The business section of the March 20th issue of the Arizona Republic had a front page article titled “Families Passing Business Torch”. My practice often involves working with families on the subject and I found the article very timely, particularly since studies tell us that during the next several years 30 to 40 percent of both family, as well as non-family owned businesses will “attempt” to transfer ownership. I say “attempt” because 2 in 3 family businesses fail after transition to the second generation. As business owners approach retirement age, they are dealing with several complex questions and conflicting goals.
The business owner wants to monetize his equity in his corporation, and in many cases there is a desire to maintain family ownership of the business.
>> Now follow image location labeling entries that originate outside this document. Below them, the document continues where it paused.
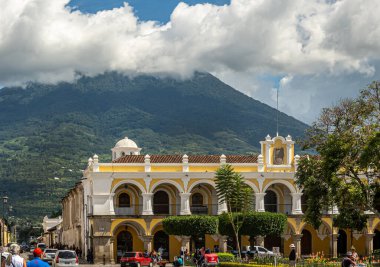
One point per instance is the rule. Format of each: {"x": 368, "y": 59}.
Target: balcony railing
{"x": 279, "y": 208}
{"x": 131, "y": 210}
{"x": 175, "y": 209}
{"x": 199, "y": 209}
{"x": 166, "y": 209}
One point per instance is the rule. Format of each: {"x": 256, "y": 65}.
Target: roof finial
{"x": 278, "y": 89}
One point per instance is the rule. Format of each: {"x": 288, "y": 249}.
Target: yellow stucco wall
{"x": 174, "y": 247}
{"x": 166, "y": 168}
{"x": 115, "y": 168}
{"x": 210, "y": 242}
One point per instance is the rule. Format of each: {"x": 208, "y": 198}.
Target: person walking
{"x": 355, "y": 255}
{"x": 348, "y": 261}
{"x": 14, "y": 259}
{"x": 37, "y": 262}
{"x": 292, "y": 255}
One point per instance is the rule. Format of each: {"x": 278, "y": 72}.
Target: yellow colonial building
{"x": 122, "y": 203}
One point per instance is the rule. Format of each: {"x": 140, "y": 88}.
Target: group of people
{"x": 15, "y": 260}
{"x": 350, "y": 260}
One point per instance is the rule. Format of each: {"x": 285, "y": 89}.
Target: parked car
{"x": 42, "y": 246}
{"x": 135, "y": 259}
{"x": 49, "y": 255}
{"x": 259, "y": 251}
{"x": 210, "y": 259}
{"x": 65, "y": 258}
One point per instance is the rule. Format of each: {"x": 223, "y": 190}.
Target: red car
{"x": 210, "y": 260}
{"x": 135, "y": 259}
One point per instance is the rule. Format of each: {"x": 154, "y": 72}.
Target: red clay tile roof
{"x": 311, "y": 156}
{"x": 192, "y": 159}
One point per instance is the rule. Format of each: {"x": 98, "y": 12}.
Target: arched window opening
{"x": 342, "y": 242}
{"x": 376, "y": 240}
{"x": 161, "y": 203}
{"x": 124, "y": 243}
{"x": 270, "y": 201}
{"x": 161, "y": 243}
{"x": 197, "y": 206}
{"x": 124, "y": 200}
{"x": 306, "y": 242}
{"x": 197, "y": 199}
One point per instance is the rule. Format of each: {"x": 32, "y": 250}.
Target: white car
{"x": 49, "y": 255}
{"x": 260, "y": 251}
{"x": 65, "y": 258}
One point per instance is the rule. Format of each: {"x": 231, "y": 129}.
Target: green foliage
{"x": 48, "y": 130}
{"x": 236, "y": 194}
{"x": 255, "y": 224}
{"x": 225, "y": 257}
{"x": 238, "y": 264}
{"x": 347, "y": 172}
{"x": 232, "y": 190}
{"x": 193, "y": 225}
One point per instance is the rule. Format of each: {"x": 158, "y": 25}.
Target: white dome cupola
{"x": 124, "y": 147}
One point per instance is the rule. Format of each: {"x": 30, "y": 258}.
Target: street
{"x": 28, "y": 256}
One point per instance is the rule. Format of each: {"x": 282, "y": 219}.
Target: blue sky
{"x": 315, "y": 52}
{"x": 158, "y": 10}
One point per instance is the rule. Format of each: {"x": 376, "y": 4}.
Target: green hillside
{"x": 49, "y": 131}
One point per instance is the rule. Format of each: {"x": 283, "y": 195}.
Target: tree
{"x": 193, "y": 225}
{"x": 232, "y": 191}
{"x": 346, "y": 171}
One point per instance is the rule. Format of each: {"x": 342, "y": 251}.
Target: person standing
{"x": 14, "y": 259}
{"x": 348, "y": 261}
{"x": 37, "y": 262}
{"x": 292, "y": 255}
{"x": 355, "y": 255}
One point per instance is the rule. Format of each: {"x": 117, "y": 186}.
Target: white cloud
{"x": 43, "y": 40}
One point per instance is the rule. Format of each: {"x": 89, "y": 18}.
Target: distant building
{"x": 119, "y": 206}
{"x": 5, "y": 235}
{"x": 51, "y": 230}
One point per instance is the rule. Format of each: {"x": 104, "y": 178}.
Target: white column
{"x": 222, "y": 207}
{"x": 297, "y": 243}
{"x": 147, "y": 239}
{"x": 369, "y": 244}
{"x": 112, "y": 209}
{"x": 333, "y": 210}
{"x": 259, "y": 240}
{"x": 260, "y": 202}
{"x": 185, "y": 242}
{"x": 147, "y": 203}
{"x": 223, "y": 243}
{"x": 185, "y": 203}
{"x": 296, "y": 203}
{"x": 288, "y": 162}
If the business is sold to outsiders to achieve personal financial security, the children are left without the legacy of the family business. Alternatively, if the owner decides to transfer the business to family members, then the owner will likely be without the same personal financial security and may have to deal with a significant gift or estate tax liability.
In many cases, business owners adhere to what I call the “avoidance of the unknown syndrome”, which translates into: if I don’t think of the problem it doesn’t exist. Statistics tell us that these situations often wind up resulting in a forced sale of the business by the owner’s estate in order to settle the estate taxes. One very notable example is the Robbie family’s compelled sale of their ownership interest in the Miami Dolphins and Joe Robbie stadium. The cover page of the March 26th issue of the Wall Street Journal mentions that treasury officials continue to be opposed to a reduction or elimination of the estate tax contending it would be too costly and a sop to the rich.
There are many different options to accommodate the objectives of business owners relative to succession planning, but some of them are necessarily more painful than others and/or more tax expensive than others. One strategy that has been around for about fifty years and is currently employed by about 12,000 U.S. corporations is the Employee Stock Ownership Plan (ESOP). Simply stated the most notable advantages to a business owner are:
He can sell a portion of the business to the employees in a very tax-friendly manner,
Keep or retain actual control of the company in the family; and
Significantly reduce his income, gift, and/or estate tax liability.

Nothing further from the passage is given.